Just bring them as part of your chattel, cannot see why anyone should object (or even check come to that)


----------



## AllHeart (Nov 22, 2013)

Check the rules with your airline. Just call and ask if they don't have rules listed on their website. Mine wouldn't allow any knives or scissors with blades over 2 inches. I would have had to ship mine separately, so I left all my lovely knives and scissors behind. But if your airline doesn't allow them, this is an option for you.


----------



## VFR (Dec 23, 2009)

AllHeart said:


> Check the rules with your airline. Just call and ask if they don't have rules listed on their website. Mine wouldn't allow any knives or scissors with blades over 2 inches. I would have had to ship mine separately, so I left all my lovely knives and scissors behind. But if your airline doesn't allow them, this is an option for you.


If moving here from Ireland I fancy the goods will be coming via road ?


----------



## AllHeart (Nov 22, 2013)

VFR said:


> If moving here from Ireland I fancy the goods will be coming via road ?


Why the question then? :confused2:


----------



## VFR (Dec 23, 2009)

AllHeart said:


> Why the question then? :confused2:


My thoughts as well.


----------



## davids0865 (Apr 12, 2016)

AllHeart said:


> Why the question then? :confused2:


Because in some countries possession of a knife is illegal, sensible question in my view.


----------



## ccm472 (Jan 6, 2016)

When leaving Poole or Portsmouth, the UK border agency has sometimes stopped us from boarding the ferry in order to do a swift check and one of their questions has been "Do you have any knives?" Naturally our answer has ranged from No to Only as part of our kitchen or dining requirements. It's never been taken any further but it could have been. We'd have been pretty disgruntled if we'd been stopped from bringing the knives that formed part of a 102 piece best cutlery set we'd just inherited!


----------



## Pesky Wesky (May 10, 2009)

davids0865 said:


> Because in some countries possession of a knife is illegal, sensible question in my view.


And because if they are stopped it could be taken away and they don't want that to happen so they are checking out the possibilities.
I haven't got a clue where to look unfortunately. You could get in touch with ferry companies or removal firms directly...


----------



## LyndaT (Nov 21, 2013)

From Brittany Ferries


----------



## Garcelt (Apr 23, 2011)

*Further details*

Hiya folks. Many thanks for all the replies. I'll definitely be coming by air. Consequently, I'll be looking at alternative, safer ways to get my little collection there. If anyone has had dealings with a reliable courier company, regarding the dispatch of small, specialised parcels to Spain, any company names or further advice would be most welcome.
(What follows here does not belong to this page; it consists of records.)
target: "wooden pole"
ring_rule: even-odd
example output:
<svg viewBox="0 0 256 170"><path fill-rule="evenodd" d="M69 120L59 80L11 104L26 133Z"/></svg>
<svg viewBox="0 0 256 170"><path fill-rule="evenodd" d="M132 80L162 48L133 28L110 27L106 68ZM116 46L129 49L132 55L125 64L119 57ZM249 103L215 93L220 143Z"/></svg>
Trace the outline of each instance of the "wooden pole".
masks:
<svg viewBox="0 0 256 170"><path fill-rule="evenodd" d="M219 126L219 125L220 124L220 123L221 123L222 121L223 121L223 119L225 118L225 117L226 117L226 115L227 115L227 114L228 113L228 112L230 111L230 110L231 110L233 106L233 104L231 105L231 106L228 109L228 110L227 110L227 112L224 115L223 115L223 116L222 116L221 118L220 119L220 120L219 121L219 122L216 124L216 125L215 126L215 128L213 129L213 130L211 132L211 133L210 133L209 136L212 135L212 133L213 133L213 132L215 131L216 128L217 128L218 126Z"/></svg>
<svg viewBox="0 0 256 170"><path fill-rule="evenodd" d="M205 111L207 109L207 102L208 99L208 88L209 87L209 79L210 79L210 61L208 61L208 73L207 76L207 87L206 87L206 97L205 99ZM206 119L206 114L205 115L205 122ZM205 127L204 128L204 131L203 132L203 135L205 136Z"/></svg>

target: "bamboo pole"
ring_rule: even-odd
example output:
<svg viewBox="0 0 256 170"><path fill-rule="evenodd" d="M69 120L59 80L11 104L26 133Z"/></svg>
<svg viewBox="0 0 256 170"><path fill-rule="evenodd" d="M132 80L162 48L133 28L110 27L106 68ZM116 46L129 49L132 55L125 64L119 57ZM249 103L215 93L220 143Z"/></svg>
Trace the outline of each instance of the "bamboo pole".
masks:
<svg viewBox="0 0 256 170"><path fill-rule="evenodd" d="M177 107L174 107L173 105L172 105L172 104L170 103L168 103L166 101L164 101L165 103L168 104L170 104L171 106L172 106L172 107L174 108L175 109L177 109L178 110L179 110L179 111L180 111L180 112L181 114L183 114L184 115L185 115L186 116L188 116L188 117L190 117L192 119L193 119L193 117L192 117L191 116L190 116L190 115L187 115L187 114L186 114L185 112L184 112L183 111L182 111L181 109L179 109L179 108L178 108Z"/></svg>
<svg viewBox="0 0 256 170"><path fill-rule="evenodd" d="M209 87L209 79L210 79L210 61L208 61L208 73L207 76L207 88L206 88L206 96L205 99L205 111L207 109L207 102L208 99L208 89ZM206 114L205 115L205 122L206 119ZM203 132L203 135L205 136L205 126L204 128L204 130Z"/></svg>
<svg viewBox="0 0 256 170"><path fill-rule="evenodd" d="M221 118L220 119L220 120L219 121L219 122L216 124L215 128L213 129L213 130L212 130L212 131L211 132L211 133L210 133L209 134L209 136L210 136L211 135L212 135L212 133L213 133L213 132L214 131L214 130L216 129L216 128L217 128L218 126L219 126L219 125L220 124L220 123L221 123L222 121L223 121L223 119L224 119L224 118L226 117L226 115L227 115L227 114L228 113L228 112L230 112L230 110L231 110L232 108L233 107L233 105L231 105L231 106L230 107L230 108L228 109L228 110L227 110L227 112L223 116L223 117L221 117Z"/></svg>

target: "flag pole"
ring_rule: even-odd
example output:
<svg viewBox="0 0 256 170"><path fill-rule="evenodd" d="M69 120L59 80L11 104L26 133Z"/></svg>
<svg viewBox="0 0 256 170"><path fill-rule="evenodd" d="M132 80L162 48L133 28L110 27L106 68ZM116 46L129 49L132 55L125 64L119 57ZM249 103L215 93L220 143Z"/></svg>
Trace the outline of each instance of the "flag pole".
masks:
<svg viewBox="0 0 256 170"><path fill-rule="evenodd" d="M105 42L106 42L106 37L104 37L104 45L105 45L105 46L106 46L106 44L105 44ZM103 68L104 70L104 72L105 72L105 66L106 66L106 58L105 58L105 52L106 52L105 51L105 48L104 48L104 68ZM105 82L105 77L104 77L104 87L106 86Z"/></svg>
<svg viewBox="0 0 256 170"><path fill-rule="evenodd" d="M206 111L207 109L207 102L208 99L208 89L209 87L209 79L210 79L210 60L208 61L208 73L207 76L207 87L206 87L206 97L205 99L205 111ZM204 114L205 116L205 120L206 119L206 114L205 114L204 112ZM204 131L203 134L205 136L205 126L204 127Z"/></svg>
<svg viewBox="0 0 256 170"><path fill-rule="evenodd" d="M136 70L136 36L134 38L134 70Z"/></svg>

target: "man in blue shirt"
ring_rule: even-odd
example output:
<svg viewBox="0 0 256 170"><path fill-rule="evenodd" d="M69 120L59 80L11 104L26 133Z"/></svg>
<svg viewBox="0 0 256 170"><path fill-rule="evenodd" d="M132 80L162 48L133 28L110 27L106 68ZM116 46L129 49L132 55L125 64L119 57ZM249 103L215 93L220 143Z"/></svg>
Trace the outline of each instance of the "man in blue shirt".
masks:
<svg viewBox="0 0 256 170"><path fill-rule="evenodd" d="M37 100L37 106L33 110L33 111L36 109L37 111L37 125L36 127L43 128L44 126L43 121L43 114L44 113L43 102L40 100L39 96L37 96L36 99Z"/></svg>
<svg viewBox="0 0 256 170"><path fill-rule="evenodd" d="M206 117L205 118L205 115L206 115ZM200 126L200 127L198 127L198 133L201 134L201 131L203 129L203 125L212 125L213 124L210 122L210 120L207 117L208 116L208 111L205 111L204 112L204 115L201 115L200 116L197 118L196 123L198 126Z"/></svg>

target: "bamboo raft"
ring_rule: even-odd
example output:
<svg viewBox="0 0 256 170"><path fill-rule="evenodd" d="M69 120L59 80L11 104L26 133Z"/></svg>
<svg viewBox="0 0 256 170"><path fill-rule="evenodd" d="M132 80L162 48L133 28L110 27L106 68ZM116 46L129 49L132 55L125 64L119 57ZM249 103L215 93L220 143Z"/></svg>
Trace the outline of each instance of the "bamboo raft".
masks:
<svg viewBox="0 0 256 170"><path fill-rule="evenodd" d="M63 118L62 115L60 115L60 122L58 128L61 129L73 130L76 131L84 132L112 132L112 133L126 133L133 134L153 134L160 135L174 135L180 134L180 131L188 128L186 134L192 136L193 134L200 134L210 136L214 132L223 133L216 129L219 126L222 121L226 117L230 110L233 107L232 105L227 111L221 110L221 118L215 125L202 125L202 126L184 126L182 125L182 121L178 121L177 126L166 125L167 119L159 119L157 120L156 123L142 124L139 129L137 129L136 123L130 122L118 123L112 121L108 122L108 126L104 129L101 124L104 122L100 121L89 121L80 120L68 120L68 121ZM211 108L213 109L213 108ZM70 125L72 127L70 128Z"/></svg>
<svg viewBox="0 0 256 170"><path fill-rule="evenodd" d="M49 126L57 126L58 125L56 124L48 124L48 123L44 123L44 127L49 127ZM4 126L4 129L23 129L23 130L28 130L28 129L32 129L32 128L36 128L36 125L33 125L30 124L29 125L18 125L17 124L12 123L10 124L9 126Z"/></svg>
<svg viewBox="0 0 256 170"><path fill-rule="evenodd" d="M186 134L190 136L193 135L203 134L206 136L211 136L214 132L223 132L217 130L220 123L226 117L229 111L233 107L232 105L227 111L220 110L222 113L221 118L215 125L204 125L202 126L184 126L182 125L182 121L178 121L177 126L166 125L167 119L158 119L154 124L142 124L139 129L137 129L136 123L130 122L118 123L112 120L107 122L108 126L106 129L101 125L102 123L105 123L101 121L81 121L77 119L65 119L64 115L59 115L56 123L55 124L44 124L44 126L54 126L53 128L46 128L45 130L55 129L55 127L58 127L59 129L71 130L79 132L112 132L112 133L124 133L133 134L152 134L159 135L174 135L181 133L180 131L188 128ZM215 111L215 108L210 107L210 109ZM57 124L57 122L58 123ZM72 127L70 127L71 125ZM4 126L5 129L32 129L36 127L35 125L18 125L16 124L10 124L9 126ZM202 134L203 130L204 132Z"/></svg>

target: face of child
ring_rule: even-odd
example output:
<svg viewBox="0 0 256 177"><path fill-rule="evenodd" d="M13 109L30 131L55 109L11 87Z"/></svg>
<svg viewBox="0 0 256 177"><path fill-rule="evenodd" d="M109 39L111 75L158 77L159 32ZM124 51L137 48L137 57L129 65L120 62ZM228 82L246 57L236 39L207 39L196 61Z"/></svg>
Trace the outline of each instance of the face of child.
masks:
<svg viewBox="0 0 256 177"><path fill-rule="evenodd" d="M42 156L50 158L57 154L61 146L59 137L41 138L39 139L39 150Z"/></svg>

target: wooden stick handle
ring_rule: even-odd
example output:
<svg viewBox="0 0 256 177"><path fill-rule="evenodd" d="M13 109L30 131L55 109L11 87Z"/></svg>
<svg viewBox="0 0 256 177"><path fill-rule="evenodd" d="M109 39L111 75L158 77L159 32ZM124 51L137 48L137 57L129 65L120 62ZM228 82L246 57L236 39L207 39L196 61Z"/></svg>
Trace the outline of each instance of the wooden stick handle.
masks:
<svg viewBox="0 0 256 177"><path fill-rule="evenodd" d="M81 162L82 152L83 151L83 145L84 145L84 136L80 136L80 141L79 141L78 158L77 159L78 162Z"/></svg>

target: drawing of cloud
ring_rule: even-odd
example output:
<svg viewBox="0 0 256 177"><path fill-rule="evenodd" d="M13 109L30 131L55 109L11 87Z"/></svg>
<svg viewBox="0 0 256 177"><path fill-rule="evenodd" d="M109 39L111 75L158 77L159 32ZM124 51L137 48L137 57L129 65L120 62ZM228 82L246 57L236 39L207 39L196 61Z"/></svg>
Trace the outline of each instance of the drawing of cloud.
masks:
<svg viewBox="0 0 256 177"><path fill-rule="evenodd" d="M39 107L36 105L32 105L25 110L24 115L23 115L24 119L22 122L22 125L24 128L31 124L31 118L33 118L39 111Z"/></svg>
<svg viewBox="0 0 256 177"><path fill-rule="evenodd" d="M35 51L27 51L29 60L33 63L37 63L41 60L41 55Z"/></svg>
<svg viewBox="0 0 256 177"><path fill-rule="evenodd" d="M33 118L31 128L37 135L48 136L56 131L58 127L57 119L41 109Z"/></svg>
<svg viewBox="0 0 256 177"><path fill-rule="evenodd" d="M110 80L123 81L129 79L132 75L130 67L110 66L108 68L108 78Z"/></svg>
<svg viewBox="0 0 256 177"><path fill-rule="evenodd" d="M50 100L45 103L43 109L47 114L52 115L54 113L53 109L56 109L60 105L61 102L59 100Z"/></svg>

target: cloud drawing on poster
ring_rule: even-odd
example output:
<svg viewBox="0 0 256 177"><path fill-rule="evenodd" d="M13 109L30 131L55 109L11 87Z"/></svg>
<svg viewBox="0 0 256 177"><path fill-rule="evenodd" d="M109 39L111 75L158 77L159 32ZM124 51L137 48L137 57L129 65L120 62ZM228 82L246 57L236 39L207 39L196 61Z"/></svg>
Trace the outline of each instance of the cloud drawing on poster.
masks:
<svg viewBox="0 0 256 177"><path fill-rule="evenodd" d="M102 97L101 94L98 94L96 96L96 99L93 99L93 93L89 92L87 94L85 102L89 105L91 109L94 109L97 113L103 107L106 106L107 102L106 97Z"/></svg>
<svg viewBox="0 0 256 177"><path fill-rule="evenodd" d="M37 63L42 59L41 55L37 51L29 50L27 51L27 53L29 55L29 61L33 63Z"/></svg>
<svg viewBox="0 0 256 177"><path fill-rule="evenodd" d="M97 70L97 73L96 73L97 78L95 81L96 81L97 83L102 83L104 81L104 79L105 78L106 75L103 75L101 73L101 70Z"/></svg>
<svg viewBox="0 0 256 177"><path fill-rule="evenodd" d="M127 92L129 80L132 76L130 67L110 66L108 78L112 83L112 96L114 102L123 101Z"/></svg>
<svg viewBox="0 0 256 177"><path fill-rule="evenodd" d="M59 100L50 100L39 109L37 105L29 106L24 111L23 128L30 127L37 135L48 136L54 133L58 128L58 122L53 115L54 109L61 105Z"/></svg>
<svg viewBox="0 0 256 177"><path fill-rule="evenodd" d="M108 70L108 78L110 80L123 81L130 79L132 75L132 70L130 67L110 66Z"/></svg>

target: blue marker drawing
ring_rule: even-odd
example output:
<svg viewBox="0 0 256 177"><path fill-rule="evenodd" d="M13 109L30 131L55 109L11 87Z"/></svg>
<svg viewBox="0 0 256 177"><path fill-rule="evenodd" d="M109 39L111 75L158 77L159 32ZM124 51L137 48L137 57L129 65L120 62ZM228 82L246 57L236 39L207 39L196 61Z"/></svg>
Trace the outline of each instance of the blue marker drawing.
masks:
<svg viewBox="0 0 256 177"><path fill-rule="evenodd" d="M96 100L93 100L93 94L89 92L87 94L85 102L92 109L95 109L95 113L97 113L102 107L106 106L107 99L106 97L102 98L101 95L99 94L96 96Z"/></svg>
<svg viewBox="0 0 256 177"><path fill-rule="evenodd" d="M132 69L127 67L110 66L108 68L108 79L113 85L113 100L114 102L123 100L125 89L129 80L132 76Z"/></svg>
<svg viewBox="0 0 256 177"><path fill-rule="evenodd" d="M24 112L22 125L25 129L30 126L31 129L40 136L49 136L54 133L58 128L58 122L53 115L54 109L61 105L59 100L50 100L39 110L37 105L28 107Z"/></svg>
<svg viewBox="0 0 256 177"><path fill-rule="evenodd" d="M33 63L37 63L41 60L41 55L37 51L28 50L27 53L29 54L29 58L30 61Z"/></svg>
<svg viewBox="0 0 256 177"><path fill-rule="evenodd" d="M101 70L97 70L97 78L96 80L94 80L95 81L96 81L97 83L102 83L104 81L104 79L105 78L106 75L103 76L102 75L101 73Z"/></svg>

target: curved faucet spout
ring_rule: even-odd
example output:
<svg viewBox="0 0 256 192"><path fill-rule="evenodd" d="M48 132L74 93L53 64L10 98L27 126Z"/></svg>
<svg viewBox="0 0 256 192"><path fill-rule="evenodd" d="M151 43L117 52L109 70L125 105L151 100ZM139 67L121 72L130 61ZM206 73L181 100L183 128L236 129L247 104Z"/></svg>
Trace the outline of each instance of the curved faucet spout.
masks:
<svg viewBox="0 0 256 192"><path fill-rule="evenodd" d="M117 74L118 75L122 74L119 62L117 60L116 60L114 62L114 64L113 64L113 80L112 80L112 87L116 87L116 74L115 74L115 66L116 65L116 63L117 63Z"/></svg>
Thanks!


----------



## Alcalaina (Aug 6, 2010)

The hunting knives on sale at our local armería would be instantly banned in the UK. So it's not a problem owning them. I would just pack them up and ship them along with all your other belongings.

EDIT just read your last post. You want to ship knives but no other possessions? Strong smell of fish.


----------



## Garcelt (Apr 23, 2011)

*No fish smell!*

Let me explain. I have not yet fully thought about all that I'm going to take with me. Apart from some of the items that are of sentimental value. Being a state pensioner, I also do not have much in the way of valuable material possessions. That are worth shipping all the way from Ireland to Spain. Yet there are some items I'll have to consider. For example: I inherited quite a good collection of music from my late wife. As she was born in London - there's some rare, very collectable UK artists' work that I'll just simply have to keep. So, no - there's nothing fishy about this pensioner! lol!


----------